Hannover chairman Martin Kind has put plans to secure a similar exemption on ice until he sees how the latest move for modifications plays out.
Rummenigge's transparent calls for "competition"
As Bayern prepare to pop champagne corks in March, it is clear 50+1 is not the magical formula some claimed when the Klassiker rivals duked it out in London. Nevertheless, the alternative should not be viewed as a land of plenty for all.
"I hope that the German Football League will get rid of the 50+1 rule,” Bayern’s chief executive Karl-Heinz Rummenigge told GQ recently. "I would like a bit more competition."
Ah, Kalle. That gallant defender of sporting competitiveness. Presumably it is this impulse that drives Bayern to buy their nearest competitors' best assets whenever the opportunity presents itself - Schalke's brilliant midfielder Leon Goretzka being the latest example.
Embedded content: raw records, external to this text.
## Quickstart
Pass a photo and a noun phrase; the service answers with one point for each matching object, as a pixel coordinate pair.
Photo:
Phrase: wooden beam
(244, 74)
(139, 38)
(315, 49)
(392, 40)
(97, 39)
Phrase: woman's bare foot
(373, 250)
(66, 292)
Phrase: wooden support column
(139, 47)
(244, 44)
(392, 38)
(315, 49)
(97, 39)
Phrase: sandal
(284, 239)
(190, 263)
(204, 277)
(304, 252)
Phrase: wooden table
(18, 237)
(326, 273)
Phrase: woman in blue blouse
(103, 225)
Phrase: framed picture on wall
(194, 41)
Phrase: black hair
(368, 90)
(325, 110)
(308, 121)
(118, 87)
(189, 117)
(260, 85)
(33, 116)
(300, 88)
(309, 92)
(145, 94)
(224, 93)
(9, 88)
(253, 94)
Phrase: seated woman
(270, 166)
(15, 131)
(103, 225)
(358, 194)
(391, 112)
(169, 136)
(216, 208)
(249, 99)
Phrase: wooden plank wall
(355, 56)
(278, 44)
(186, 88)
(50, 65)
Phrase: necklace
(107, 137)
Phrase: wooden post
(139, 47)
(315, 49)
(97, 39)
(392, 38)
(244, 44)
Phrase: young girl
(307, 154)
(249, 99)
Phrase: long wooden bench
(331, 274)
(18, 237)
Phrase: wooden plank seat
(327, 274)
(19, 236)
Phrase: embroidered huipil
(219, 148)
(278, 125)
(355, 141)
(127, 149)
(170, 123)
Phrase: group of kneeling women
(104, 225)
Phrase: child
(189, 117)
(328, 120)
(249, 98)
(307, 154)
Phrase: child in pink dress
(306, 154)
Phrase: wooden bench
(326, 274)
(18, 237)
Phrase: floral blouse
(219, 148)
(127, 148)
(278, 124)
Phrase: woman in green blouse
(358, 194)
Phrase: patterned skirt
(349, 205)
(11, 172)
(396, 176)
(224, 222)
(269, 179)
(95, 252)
Bayern count Audi, Adidas and Allianz as strategic partners with stakes in the club under the current rules and Qatar Airways will become their official airline from July.
Remove the shackles from the Bundesliga and it is pretty clear where the new money would be most likely to flow.
While Leipzig's rise speaks well of a club being able to rapidly close the gap operating outside ownership restrictions, imagine how far away Bayern might be had the tightening of their Bundesliga stranglehold under Pep Guardiola come with unfettered spending.
The case for stability
Bayern, as Germany's only bona fide superclub, had structural advantages before 50+1 came into being and still do. The chasing pack being fanatically supported and predominantly financially stable is preferable to the alternative of an ill-fated Leeds United-style bid to catch up, dull as it might seem right now.
The Bavarian giants will falter again. They'll appoint their next Jurgen Klinsmann, or wobble as haphazardly as they did only six months ago under Carlo Ancelotti. Perhaps next time Dortmund will not have recently parted company with a brilliant coach, such as Thomas Tuchel, in entirely unforeseeable circumstances and appointed someone as out of his depth as Peter Bosz.
Bosz's namesake Stoger is the latest man to have a crack at the empire. Bayern will soon have 28 titles to Dortmund's eight. Those are the terms of battle, with BVB and the rest hanging in for the next chance to come around and hoping they have a visionary like Jurgen Klopp in place to take advantage as he did at the start of the decade.
Lose 50+1 and you lose those shafts of light from the Bundesliga's compelling but skewed argument. Rummenigge would get a lot out of unfettered investment into Bayern; he would not get a bit more competition.